Eventually, I went with Paddle. It is not perfect, and they do use Google Analytics so it is about to be seen how that evolves.
But the advantage of Paddle, compared to Stripe AND Adyen is handling of Sales Tax.
To summarize:
I almost used Paddle for my upcoming project but decided against it in the end and went with Stripe... perhaps it's laziness, but I know the Stripe API and docs are top quality and it just felt like a safer bet.
I've looked at paddle as well but I don't really like the fact that you're not selling your product anymore if you use them. That's more of a gut thing, but it doesn't feel good to me.
@kolaente This is something you don't really have to worry about as a business on Stripe. We're closely watching the developments here and are partnering with regulators. (You can read exactly how we're dealing with this at https://stripe.com/privacy-center/legal#international-data-transfers.) In the meantime, could you add me to your email thread with Stripe support? Sorry you've been kept waiting for that long. [email protected]

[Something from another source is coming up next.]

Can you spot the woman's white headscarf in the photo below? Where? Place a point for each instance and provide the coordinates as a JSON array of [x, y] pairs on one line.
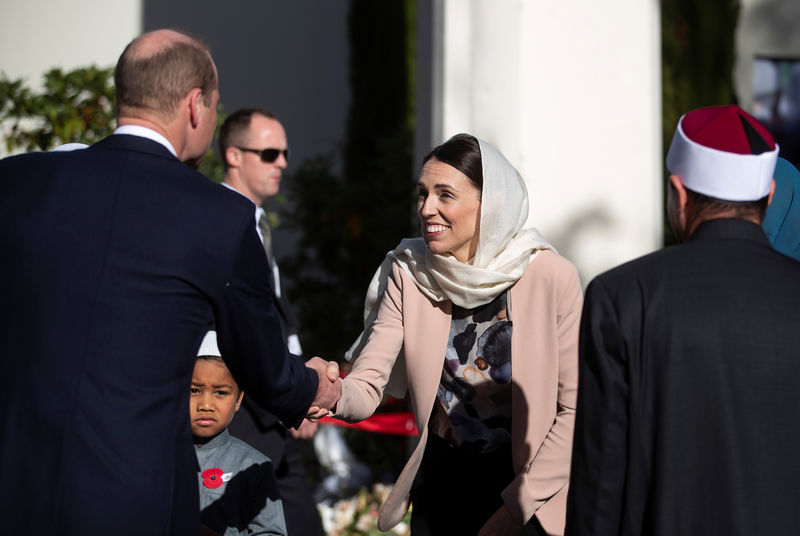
[[504, 250]]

Thanks for link and the offer to chime in on the support thread. I just got an answer (yesterday, actually) from the support, see my updated post for their answer and my comment about it.
I’ve used Adyen long long time ago when they were still a small company. Back then their service was great and friendly; though when I wanted to use their services recently it was a very bad and unfriendly experience.
I wanted to use Adyen for a small business and they basically told me to look for another provider. Of course this is just one experience.
I’ve used Mollie in the past as well and they are great! Good documentation, good default tenplates, etc. I would go for Mollie unless there are reasons not to.
I hope this helps a bit, but keep in mind that it was just a one time thing.
Interesting. My experience with adyen has been pretty much positive so far, we have a customer in my day job using it and they are satisfied with it (though they have an e-commerce business, not a SaaS).
It seems like adyen puts a focus on bigger businesses than Stripe has, maybe that explains your experience?
Yes that could have been the reason indeed.